私、普通に日常で街を歩いていてボコボコ殴られたりしますからね。去年も殴られたし(笑)。そういう感触を映画で表現するんだったら、ああいう風に演出するしかない。喧嘩とか暴力って、はた目から見ると意外と滑稽に見えたりするんですよね」

―――奥田監督にとって暴力は常に重要なテーマだと思いますが、映画を撮り始めた頃に比べて、暴力に対する考え方は変わりましたか?

「暴力に対する考え方や撮り方は変わってないと思いますけど、人生に対する考え方は変わりましたね。私は人生上手く行かなかったので、より悲観的になりました。それによって作風が固くなりましたね。

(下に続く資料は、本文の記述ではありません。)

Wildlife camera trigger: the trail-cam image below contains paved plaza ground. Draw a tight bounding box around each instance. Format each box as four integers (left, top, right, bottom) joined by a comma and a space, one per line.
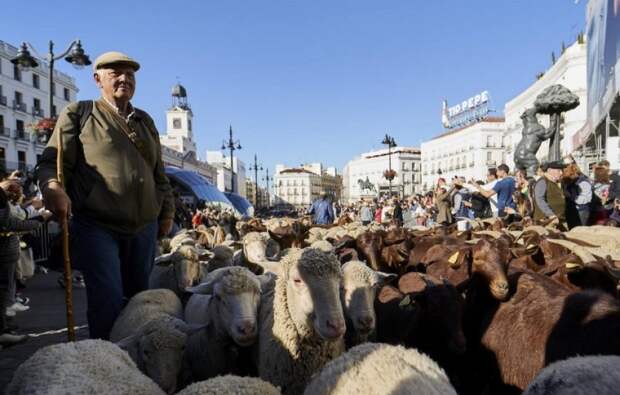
0, 271, 88, 394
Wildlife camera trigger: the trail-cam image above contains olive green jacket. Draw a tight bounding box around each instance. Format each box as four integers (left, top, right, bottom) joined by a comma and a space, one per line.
37, 99, 174, 234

以前はもっと伸び伸び映画を撮っていたんですけど…。今は窮屈な映画を撮るようになっちゃったなと思います」

―――見方を変えれば、太い芯が通り、映画がより強固になったと言えるのではないでしょうか。

「いろんな意見を柔軟に取り入れるのが普通なのかもしれませんが、1人で考えに考えて、その結果、煮詰まって、自分の中で結晶化しちゃったんですよね。それが良く映る人もいれば、拒否反応を示す人もいるでしょうね」

―――では『青春墓場』は、今までの作品の中でもっとも奥田監督のエッセンスが凝縮されていると言えるのでしょうか?

「最新作なので、自分の本質に一番近いのかもしれませんが、刷新されていきますからね。先ほどから申し上げているとおり、この映画は随分前に撮影したものなので、そこからまた二皮くらい剥けているので」

―――『青春墓場』には2019年の奥田監督のエッセンスが詰まっており、それは日々更新されていると。

「これだけ社会が変化していく中で生きていたら、価値観も変わりますから。まあ、根本は変わらないかもしれませんが。

例えば2019年にChatGPTが流行するなんて想像もつかなかったでしょう。さながら『攻殻機動隊』の世界ですよ。ゴーストみたいな存在が跋扈する世の中になったら、それこそ命とか人間ってどうなるんだろう。生きていたらどうしても考えざるを得ないですよね」

―――次回作は今仰ったような、奥田監督の現在の思考が表出される作品になるのかもしれませんね。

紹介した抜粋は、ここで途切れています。